Lubchenco to NOAA! Hells yes

President-elect Obama named Jane Lubchenco to run the National Oceanic and Atmospheric Agency. The Agency conducts research into marine mammals, climate change, the air and oceans, it runs the National Weather Service, and enforces regulations on treatment of marine mammals, various pollutants, and is responsible for enforcing limits on overfishing.

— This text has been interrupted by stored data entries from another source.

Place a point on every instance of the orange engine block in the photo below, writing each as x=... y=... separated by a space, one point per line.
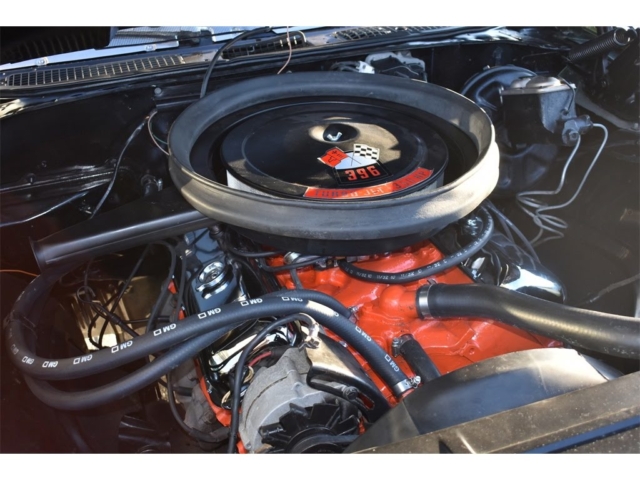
x=386 y=312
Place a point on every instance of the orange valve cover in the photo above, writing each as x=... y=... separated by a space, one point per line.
x=386 y=312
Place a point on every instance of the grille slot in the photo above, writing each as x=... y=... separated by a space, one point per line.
x=371 y=32
x=102 y=71
x=273 y=44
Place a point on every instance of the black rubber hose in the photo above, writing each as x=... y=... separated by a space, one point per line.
x=614 y=335
x=314 y=296
x=379 y=361
x=223 y=48
x=228 y=316
x=164 y=288
x=417 y=358
x=239 y=374
x=428 y=270
x=124 y=387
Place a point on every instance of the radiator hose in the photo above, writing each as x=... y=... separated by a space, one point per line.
x=184 y=340
x=614 y=335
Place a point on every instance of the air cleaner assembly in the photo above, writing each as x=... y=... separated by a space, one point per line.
x=334 y=163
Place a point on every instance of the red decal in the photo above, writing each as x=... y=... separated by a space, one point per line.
x=333 y=157
x=414 y=178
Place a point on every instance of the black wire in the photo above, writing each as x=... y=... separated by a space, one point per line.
x=239 y=373
x=121 y=293
x=296 y=279
x=183 y=281
x=254 y=273
x=230 y=43
x=133 y=135
x=291 y=266
x=64 y=202
x=164 y=289
x=192 y=432
x=525 y=242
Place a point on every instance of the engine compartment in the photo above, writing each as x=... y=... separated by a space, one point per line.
x=323 y=260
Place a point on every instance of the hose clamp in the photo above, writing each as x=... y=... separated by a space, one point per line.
x=402 y=387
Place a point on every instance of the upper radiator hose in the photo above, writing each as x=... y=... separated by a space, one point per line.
x=601 y=332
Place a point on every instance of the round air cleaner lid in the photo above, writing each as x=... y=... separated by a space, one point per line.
x=273 y=157
x=334 y=151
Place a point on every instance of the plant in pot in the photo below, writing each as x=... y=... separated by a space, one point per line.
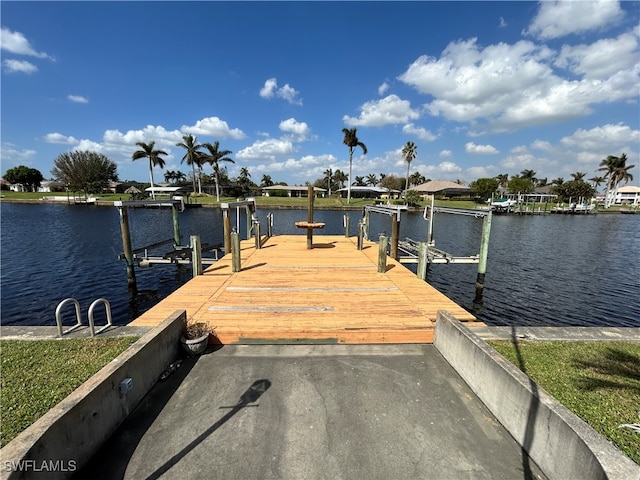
x=195 y=337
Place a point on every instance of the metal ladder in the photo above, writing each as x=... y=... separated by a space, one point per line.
x=92 y=329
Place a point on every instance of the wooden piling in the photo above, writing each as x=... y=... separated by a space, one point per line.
x=482 y=261
x=126 y=244
x=196 y=255
x=382 y=254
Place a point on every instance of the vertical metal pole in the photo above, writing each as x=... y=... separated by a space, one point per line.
x=176 y=225
x=226 y=221
x=247 y=212
x=196 y=255
x=395 y=234
x=256 y=232
x=310 y=194
x=382 y=254
x=236 y=261
x=360 y=234
x=126 y=244
x=484 y=251
x=423 y=260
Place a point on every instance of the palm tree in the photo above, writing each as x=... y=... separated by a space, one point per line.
x=340 y=177
x=147 y=151
x=328 y=176
x=597 y=181
x=409 y=152
x=190 y=144
x=616 y=171
x=213 y=158
x=351 y=141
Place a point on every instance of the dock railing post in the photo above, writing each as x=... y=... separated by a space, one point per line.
x=236 y=261
x=423 y=260
x=176 y=225
x=256 y=231
x=395 y=234
x=382 y=254
x=126 y=244
x=482 y=262
x=226 y=224
x=196 y=255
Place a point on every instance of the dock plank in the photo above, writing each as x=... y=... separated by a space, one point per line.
x=333 y=293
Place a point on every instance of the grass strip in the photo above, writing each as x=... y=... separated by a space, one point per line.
x=598 y=381
x=38 y=374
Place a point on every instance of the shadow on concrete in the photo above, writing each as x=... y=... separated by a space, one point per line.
x=126 y=437
x=252 y=394
x=534 y=407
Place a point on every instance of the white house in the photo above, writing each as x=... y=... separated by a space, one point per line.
x=627 y=195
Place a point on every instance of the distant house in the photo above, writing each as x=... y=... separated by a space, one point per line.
x=358 y=191
x=292 y=190
x=627 y=195
x=443 y=188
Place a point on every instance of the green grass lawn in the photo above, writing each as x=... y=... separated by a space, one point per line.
x=38 y=374
x=598 y=381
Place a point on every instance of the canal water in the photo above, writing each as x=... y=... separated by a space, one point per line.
x=553 y=270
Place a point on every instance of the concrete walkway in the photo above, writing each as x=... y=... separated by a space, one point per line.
x=312 y=412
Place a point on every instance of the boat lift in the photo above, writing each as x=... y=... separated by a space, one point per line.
x=181 y=254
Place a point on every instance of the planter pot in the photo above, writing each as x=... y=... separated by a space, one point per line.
x=195 y=346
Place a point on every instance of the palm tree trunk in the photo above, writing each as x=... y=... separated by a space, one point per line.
x=350 y=167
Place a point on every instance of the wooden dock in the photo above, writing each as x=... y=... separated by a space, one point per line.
x=332 y=293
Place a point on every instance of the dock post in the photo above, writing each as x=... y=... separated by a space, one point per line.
x=395 y=234
x=126 y=244
x=269 y=225
x=256 y=231
x=310 y=194
x=382 y=254
x=236 y=261
x=482 y=263
x=176 y=224
x=423 y=260
x=367 y=224
x=196 y=255
x=226 y=223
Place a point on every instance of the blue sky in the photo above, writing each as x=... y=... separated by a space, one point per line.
x=482 y=88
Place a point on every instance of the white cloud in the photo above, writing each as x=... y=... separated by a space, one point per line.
x=16 y=43
x=299 y=129
x=420 y=132
x=601 y=59
x=389 y=110
x=60 y=138
x=10 y=154
x=471 y=147
x=77 y=99
x=268 y=149
x=558 y=18
x=213 y=127
x=287 y=92
x=505 y=87
x=21 y=66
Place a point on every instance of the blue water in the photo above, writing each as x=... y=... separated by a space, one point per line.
x=541 y=270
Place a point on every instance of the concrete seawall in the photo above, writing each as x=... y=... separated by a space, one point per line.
x=563 y=445
x=69 y=434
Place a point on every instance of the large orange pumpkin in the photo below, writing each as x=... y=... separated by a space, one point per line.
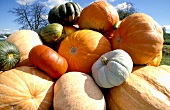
x=82 y=48
x=99 y=16
x=139 y=35
x=48 y=60
x=25 y=88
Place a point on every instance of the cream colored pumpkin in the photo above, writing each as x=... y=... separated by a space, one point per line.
x=25 y=88
x=112 y=68
x=77 y=91
x=147 y=88
x=25 y=40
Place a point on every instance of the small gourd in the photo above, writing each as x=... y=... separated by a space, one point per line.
x=112 y=68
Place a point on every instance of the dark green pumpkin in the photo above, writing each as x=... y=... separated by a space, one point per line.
x=65 y=14
x=9 y=55
x=52 y=34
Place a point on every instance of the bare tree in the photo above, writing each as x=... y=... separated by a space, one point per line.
x=30 y=16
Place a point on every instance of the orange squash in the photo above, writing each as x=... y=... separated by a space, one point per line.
x=140 y=36
x=99 y=16
x=82 y=48
x=48 y=60
x=25 y=88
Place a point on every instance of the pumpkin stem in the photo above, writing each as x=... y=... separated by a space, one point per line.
x=116 y=25
x=104 y=60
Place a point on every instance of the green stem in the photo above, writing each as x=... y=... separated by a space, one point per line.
x=104 y=60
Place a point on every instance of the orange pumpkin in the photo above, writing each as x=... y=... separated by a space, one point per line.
x=140 y=36
x=99 y=16
x=25 y=88
x=48 y=60
x=82 y=48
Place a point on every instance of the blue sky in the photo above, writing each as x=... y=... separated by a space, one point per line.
x=157 y=9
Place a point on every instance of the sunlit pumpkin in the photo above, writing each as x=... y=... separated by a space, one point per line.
x=140 y=36
x=99 y=16
x=82 y=48
x=48 y=60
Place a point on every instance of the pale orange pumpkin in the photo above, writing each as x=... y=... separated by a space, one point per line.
x=25 y=88
x=140 y=36
x=25 y=40
x=82 y=48
x=99 y=16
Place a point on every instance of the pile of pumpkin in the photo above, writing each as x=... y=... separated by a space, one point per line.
x=85 y=59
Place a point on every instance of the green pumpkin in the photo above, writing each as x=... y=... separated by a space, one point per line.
x=112 y=68
x=52 y=34
x=65 y=14
x=9 y=55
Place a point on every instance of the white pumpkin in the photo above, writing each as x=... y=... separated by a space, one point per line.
x=112 y=68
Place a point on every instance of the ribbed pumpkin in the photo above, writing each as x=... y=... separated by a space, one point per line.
x=25 y=40
x=48 y=60
x=112 y=68
x=65 y=14
x=9 y=55
x=147 y=88
x=52 y=34
x=77 y=91
x=99 y=16
x=25 y=88
x=82 y=48
x=140 y=36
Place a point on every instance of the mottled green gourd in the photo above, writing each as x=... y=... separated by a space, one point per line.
x=65 y=14
x=9 y=55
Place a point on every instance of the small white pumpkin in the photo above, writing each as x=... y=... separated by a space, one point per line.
x=112 y=68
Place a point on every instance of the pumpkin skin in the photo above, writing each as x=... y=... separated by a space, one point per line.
x=25 y=40
x=48 y=60
x=82 y=48
x=140 y=36
x=112 y=68
x=65 y=14
x=77 y=91
x=9 y=55
x=25 y=88
x=157 y=60
x=147 y=88
x=52 y=34
x=99 y=16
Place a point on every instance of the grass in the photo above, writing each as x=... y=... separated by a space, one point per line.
x=166 y=55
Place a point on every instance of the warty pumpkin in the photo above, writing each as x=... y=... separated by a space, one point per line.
x=112 y=68
x=140 y=36
x=77 y=91
x=25 y=40
x=65 y=14
x=48 y=60
x=82 y=48
x=25 y=88
x=147 y=88
x=99 y=16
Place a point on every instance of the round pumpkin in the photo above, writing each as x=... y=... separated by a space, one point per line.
x=48 y=60
x=9 y=55
x=52 y=34
x=147 y=88
x=157 y=60
x=25 y=40
x=99 y=16
x=25 y=88
x=65 y=14
x=82 y=48
x=77 y=91
x=112 y=68
x=140 y=36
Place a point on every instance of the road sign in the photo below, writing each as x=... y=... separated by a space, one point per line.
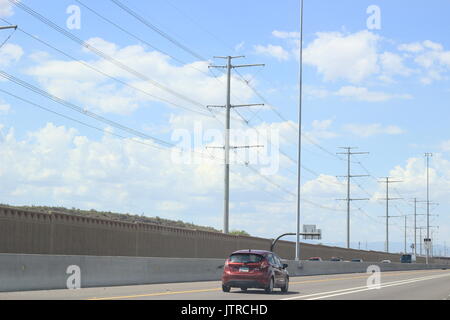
x=310 y=232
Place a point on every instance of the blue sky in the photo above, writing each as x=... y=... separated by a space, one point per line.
x=383 y=90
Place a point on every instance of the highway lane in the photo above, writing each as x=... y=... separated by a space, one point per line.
x=423 y=285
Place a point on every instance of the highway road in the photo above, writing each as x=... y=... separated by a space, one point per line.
x=404 y=285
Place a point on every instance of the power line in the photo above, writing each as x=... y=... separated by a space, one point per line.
x=108 y=75
x=349 y=153
x=10 y=35
x=137 y=38
x=102 y=54
x=87 y=113
x=157 y=30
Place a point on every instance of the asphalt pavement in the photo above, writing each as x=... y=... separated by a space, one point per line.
x=404 y=285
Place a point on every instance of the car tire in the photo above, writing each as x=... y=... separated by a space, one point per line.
x=269 y=288
x=285 y=288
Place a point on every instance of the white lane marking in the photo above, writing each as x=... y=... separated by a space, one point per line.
x=363 y=288
x=382 y=287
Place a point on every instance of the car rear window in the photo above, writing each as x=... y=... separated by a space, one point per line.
x=246 y=258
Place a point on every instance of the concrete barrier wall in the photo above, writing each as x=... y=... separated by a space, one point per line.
x=20 y=272
x=311 y=268
x=27 y=232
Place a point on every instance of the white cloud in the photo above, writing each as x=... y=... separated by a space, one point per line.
x=4 y=108
x=6 y=8
x=274 y=51
x=350 y=57
x=364 y=94
x=368 y=130
x=10 y=53
x=286 y=34
x=431 y=57
x=392 y=64
x=414 y=177
x=445 y=146
x=411 y=47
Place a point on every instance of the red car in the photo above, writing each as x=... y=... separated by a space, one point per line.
x=255 y=269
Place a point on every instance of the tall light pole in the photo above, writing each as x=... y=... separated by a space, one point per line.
x=428 y=155
x=299 y=161
x=8 y=27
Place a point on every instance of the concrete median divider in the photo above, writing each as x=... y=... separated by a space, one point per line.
x=20 y=272
x=311 y=268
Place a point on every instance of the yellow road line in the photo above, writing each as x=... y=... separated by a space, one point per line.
x=390 y=274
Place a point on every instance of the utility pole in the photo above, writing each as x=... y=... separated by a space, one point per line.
x=349 y=153
x=415 y=225
x=227 y=147
x=428 y=155
x=388 y=182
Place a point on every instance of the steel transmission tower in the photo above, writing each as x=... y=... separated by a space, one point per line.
x=227 y=147
x=349 y=153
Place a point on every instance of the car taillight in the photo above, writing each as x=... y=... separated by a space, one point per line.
x=264 y=265
x=227 y=267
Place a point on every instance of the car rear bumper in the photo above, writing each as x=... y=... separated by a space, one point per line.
x=246 y=284
x=246 y=281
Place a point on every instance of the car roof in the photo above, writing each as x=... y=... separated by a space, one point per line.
x=260 y=252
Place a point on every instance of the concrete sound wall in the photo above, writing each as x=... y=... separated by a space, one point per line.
x=19 y=272
x=30 y=232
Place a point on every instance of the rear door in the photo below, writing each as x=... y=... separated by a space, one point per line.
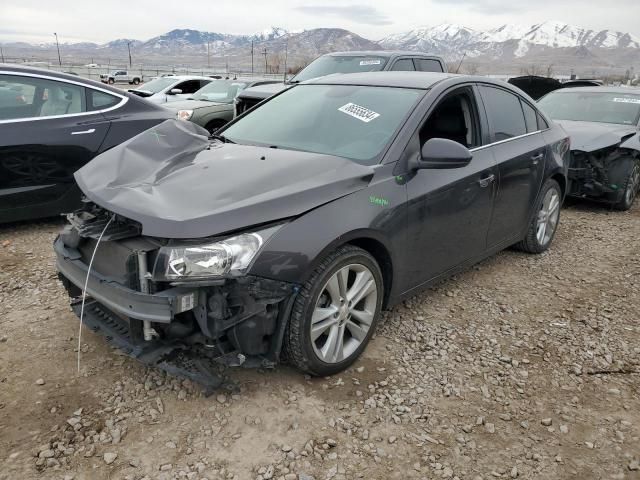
x=520 y=151
x=56 y=128
x=450 y=209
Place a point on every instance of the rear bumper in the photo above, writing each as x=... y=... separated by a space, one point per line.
x=160 y=307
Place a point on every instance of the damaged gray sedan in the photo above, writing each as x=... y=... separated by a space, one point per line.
x=604 y=126
x=291 y=229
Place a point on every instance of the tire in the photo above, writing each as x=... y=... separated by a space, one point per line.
x=628 y=171
x=544 y=224
x=323 y=355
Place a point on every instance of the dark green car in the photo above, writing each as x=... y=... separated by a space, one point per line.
x=211 y=107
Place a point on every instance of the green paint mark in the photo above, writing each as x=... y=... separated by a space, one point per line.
x=383 y=202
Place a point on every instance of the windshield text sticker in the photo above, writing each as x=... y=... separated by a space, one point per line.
x=361 y=113
x=626 y=100
x=370 y=62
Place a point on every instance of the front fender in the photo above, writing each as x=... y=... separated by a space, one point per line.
x=377 y=212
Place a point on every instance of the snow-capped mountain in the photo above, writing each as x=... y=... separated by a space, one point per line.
x=452 y=39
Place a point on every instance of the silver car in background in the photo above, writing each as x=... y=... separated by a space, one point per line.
x=171 y=88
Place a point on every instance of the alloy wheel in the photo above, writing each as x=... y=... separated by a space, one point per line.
x=548 y=217
x=632 y=185
x=344 y=313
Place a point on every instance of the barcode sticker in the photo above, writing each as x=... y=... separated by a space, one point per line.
x=626 y=100
x=361 y=113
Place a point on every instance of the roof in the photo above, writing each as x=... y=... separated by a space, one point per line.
x=622 y=90
x=19 y=69
x=420 y=80
x=381 y=53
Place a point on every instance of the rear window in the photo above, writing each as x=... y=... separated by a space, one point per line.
x=427 y=65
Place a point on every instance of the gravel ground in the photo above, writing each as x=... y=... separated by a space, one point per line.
x=521 y=367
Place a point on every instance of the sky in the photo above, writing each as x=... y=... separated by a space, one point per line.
x=86 y=20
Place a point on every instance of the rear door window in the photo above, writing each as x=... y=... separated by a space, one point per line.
x=530 y=117
x=403 y=65
x=505 y=113
x=97 y=100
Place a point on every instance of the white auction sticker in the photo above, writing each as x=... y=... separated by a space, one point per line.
x=626 y=100
x=370 y=62
x=361 y=113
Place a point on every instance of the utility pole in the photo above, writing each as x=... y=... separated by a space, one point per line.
x=251 y=57
x=264 y=52
x=286 y=55
x=58 y=46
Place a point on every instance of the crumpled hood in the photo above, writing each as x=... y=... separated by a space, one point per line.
x=178 y=184
x=592 y=136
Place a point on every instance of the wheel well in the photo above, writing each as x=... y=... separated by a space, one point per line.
x=380 y=253
x=562 y=181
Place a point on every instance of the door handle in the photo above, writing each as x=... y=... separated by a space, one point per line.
x=536 y=158
x=84 y=132
x=486 y=181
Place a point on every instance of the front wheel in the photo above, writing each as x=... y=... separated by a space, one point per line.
x=335 y=313
x=544 y=223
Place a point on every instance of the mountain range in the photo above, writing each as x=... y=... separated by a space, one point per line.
x=507 y=46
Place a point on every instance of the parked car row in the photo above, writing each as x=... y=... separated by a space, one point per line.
x=286 y=230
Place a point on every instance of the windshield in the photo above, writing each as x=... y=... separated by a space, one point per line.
x=348 y=121
x=219 y=91
x=332 y=64
x=603 y=107
x=157 y=85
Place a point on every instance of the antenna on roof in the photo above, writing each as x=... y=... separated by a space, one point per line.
x=461 y=60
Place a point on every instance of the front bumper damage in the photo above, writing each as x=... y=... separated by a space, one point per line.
x=197 y=329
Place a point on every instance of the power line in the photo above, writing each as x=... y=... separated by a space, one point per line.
x=58 y=47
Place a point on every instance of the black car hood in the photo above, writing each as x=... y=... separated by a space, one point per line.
x=179 y=184
x=592 y=136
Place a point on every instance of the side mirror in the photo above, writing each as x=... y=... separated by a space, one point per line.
x=442 y=153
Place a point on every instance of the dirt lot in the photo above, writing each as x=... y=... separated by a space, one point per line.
x=522 y=367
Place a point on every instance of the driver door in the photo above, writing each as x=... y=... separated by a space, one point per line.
x=450 y=209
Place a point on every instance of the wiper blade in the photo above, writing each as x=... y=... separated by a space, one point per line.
x=222 y=138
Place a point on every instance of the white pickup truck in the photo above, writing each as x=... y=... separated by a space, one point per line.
x=120 y=76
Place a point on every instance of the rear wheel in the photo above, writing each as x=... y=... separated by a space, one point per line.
x=544 y=223
x=335 y=313
x=630 y=175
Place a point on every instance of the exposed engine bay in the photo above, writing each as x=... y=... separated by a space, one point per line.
x=187 y=329
x=602 y=173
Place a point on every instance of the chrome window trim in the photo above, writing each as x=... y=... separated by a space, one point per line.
x=507 y=140
x=123 y=99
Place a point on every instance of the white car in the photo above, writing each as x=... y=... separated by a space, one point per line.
x=170 y=89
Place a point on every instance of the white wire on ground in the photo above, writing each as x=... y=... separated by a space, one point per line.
x=84 y=291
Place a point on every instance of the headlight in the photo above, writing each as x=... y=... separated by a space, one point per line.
x=230 y=256
x=184 y=114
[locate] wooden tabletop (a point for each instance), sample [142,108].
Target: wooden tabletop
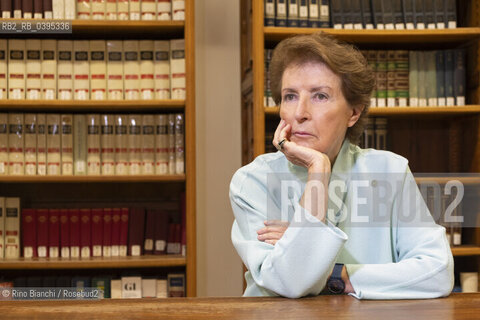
[457,306]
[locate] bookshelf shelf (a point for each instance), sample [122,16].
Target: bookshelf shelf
[443,36]
[97,263]
[106,179]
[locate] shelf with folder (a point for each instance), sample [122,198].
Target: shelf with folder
[444,36]
[146,261]
[93,105]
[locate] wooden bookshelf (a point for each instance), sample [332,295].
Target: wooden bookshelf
[95,263]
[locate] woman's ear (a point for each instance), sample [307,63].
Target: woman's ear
[355,115]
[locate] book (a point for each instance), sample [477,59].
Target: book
[81,70]
[65,70]
[67,144]
[107,142]
[115,69]
[53,233]
[80,144]
[98,70]
[33,69]
[121,145]
[30,144]
[93,144]
[162,69]
[16,140]
[148,145]
[29,233]
[131,69]
[147,83]
[12,228]
[42,144]
[177,69]
[53,145]
[16,69]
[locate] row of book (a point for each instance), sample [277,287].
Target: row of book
[94,10]
[88,232]
[93,144]
[92,69]
[418,78]
[127,287]
[362,14]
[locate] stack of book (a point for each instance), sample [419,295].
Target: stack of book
[93,144]
[92,69]
[94,10]
[88,232]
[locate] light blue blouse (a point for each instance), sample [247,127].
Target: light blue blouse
[377,225]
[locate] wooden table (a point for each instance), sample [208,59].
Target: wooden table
[457,306]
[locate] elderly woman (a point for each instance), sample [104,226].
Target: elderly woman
[323,215]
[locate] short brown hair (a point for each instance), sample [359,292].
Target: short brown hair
[357,78]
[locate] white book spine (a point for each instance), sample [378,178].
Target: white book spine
[148,144]
[53,145]
[164,10]
[2,227]
[67,144]
[93,144]
[30,144]
[177,69]
[98,9]
[179,144]
[171,144]
[149,9]
[162,69]
[70,9]
[58,9]
[161,144]
[81,82]
[98,70]
[49,69]
[115,69]
[108,144]
[83,9]
[41,144]
[33,69]
[131,70]
[147,84]
[65,69]
[3,69]
[111,11]
[134,9]
[16,140]
[12,228]
[80,144]
[178,10]
[121,145]
[16,69]
[135,144]
[123,9]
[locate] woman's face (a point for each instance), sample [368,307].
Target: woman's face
[314,106]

Lubchenco is a former president of the AAAS, a peerless marine ecologist, and a leading advocate of science-based responses to climate change. Her lab has also done key work to track the fluctuations of the massive dead zone off the Oregon coast and similar zones elsewhere. These areas are results of excessive fertilizer use along major rivers (the Columbia, the Mississippi, etc.). Excessive fertilization causes plants and algae along the stream to overproduce, thus drawing oxygen and nutrients out of the water, leaving a large area offshore unable to sustain life.

Lubchenco will bring incredible scientific credibility and a supreme appreciation of science policy to NOAA. This is a truly brilliant move by the Obama team.

The naming of James Holdren as the President's science advisor is also excellent news. While I stand by my wish that the advisor would have been a biologist, Holdren is an excellent choice, well-versed in science, science policy, and government. A physicist by training, he has worked on everything from fluid dynamics to energy, climate change, and nuclear proliferation.

Naming a science advisor early is key, and we can hope that Holdren will be given access and the opportunity to truly advise the President. Obama has signaled that he recognizes the importance of scientific advice by putting Holdren, Lubchenco, and Steve Chu in key positions.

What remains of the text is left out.